Please suggest the most optimized way to access HIVE data from IBM SPSS and if someone has already done some benchmark that would be highly appreciated.
Scenarios :
We used small tables with joins IBM SPSS took a lot of time.
We tried to combine data on HIVE side and then do filter in IBM SPSS still the performance is not good.
Thank you for suggestion and help.
Created 07-25-2016 01:14 PM
There are literally a dozen different options here:
a) Did you enable SQL Optimization of SPSS ( requires the modeler server licence ) after that it can push tasks into the hive datasource. Not sure if Hive is a supported datasource but I would assume so.
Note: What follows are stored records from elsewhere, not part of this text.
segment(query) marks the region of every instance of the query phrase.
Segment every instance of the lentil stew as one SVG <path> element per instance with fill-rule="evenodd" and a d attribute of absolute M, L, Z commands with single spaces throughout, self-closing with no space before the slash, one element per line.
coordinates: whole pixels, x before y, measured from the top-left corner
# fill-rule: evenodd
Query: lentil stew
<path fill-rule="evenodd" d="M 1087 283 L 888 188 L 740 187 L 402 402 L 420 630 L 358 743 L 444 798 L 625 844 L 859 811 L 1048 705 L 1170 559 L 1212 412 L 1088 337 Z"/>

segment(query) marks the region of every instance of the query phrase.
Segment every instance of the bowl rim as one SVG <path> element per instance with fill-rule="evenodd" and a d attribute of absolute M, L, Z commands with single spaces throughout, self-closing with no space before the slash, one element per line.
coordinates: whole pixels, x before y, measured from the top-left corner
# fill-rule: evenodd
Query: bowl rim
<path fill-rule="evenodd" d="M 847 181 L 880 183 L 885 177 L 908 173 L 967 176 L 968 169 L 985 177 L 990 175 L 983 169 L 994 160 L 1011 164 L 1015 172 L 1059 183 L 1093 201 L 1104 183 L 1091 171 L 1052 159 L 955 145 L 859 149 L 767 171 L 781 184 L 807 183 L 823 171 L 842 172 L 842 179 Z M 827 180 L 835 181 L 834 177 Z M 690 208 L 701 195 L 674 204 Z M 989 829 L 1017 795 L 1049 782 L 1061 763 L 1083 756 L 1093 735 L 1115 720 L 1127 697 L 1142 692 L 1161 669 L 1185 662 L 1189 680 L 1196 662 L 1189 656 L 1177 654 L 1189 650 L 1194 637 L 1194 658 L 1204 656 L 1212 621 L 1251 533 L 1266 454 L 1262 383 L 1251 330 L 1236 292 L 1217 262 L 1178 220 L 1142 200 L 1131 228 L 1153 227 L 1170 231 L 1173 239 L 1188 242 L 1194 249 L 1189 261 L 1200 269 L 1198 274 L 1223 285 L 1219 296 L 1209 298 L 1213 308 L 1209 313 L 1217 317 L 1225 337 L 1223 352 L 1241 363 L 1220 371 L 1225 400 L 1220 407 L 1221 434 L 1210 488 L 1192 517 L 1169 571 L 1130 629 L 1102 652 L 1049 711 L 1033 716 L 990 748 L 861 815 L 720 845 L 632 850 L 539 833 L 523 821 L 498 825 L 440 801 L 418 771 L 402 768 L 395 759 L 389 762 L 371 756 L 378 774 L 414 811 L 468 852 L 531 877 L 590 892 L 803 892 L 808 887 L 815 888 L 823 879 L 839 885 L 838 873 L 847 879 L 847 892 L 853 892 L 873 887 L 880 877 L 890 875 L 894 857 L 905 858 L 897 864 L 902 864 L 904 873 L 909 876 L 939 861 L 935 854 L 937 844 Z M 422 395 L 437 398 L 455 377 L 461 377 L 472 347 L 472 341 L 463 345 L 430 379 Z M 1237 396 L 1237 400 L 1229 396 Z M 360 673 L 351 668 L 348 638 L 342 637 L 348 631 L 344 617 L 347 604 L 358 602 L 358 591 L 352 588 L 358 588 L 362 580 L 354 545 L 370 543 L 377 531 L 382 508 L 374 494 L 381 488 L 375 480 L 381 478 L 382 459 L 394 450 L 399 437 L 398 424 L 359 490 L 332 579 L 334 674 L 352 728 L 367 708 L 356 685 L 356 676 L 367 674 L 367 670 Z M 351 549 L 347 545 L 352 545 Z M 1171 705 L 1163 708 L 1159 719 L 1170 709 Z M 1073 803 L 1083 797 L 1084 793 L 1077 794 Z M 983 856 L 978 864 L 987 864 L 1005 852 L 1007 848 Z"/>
You can look into the documentation.
https://www.ibm.com/support/knowledgecenter/SS3RA7_15.0.0/com.ibm.spss.modeler.help/sql_overview.htm
b) SPSS also supports a set of UDFs for in database scoring but that is not what you want.
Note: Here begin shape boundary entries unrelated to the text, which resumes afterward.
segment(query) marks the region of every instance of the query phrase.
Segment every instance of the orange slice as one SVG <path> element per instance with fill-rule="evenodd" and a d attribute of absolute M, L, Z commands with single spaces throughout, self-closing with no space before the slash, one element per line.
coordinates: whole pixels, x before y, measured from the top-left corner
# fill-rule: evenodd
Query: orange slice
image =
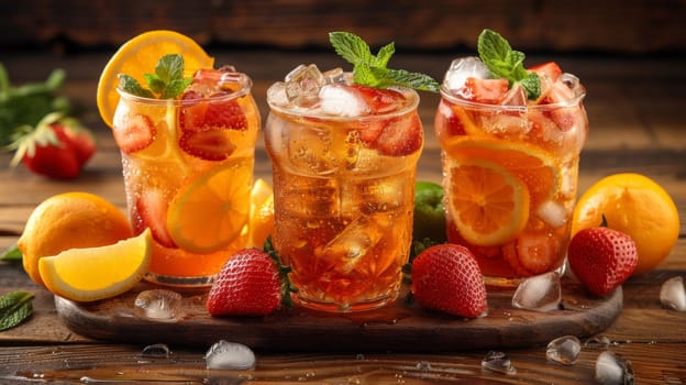
<path fill-rule="evenodd" d="M 110 58 L 98 81 L 98 110 L 109 127 L 112 127 L 112 118 L 119 103 L 119 74 L 130 75 L 144 84 L 143 75 L 154 73 L 157 61 L 167 54 L 184 56 L 186 76 L 214 65 L 214 58 L 208 56 L 198 43 L 178 32 L 157 30 L 131 38 Z"/>
<path fill-rule="evenodd" d="M 500 165 L 460 158 L 450 169 L 450 216 L 469 243 L 489 246 L 513 240 L 529 220 L 529 189 Z"/>
<path fill-rule="evenodd" d="M 167 212 L 174 242 L 192 253 L 210 253 L 230 244 L 247 222 L 252 185 L 252 161 L 242 157 L 181 187 Z"/>
<path fill-rule="evenodd" d="M 272 233 L 274 233 L 274 190 L 264 179 L 257 179 L 251 191 L 246 246 L 262 249 Z"/>
<path fill-rule="evenodd" d="M 152 235 L 140 235 L 118 243 L 69 249 L 38 260 L 41 278 L 52 293 L 77 301 L 114 297 L 135 286 L 147 272 Z"/>
<path fill-rule="evenodd" d="M 532 208 L 551 199 L 560 188 L 555 158 L 531 144 L 489 138 L 455 136 L 447 141 L 445 150 L 453 157 L 488 160 L 517 176 L 529 189 Z"/>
c) Finally there is the SPSS Analytic Server which can essentially run most functions as an Mapreduce job on the cluster.
ftp://public.dhe.ibm.com/software/analytics/spss/documentation/analyticserver/1.0/English/IBM_SPSS_Analytic_Server_1_Users_Guide.pdf
Unfortunately if you neither have the Modeler Server licence nor analytic server there is not much you can do besides manually pushing prefilters into the hive database or optimizing your SPSS jobs more.
Created 07-25-2016 01:14 PM
There are literally a dozen different options here:
a) Did you enable SQL Optimization of SPSS ( requires the modeler server licence ) after that it can push tasks into the hive datasource. Not sure if Hive is a supported datasource but I would assume so. You can look into the documentation.
https://www.ibm.com/support/knowledgecenter/SS3RA7_15.0.0/com.ibm.spss.modeler.help/sql_overview.htm
b) SPSS also supports a set of UDFs for in database scoring but that is not what you want.
c) Finally there is the SPSS Analytic Server which can essentially run most functions as an Mapreduce job on the cluster.
ftp://public.dhe.ibm.com/software/analytics/spss/documentation/analyticserver/1.0/English/IBM_SPSS_Analytic_Server_1_Users_Guide.pdf
Unfortunately if you neither have the Modeler Server licence nor analytic server there is not much you can do besides manually pushing prefilters into the hive database or optimizing your SPSS jobs more.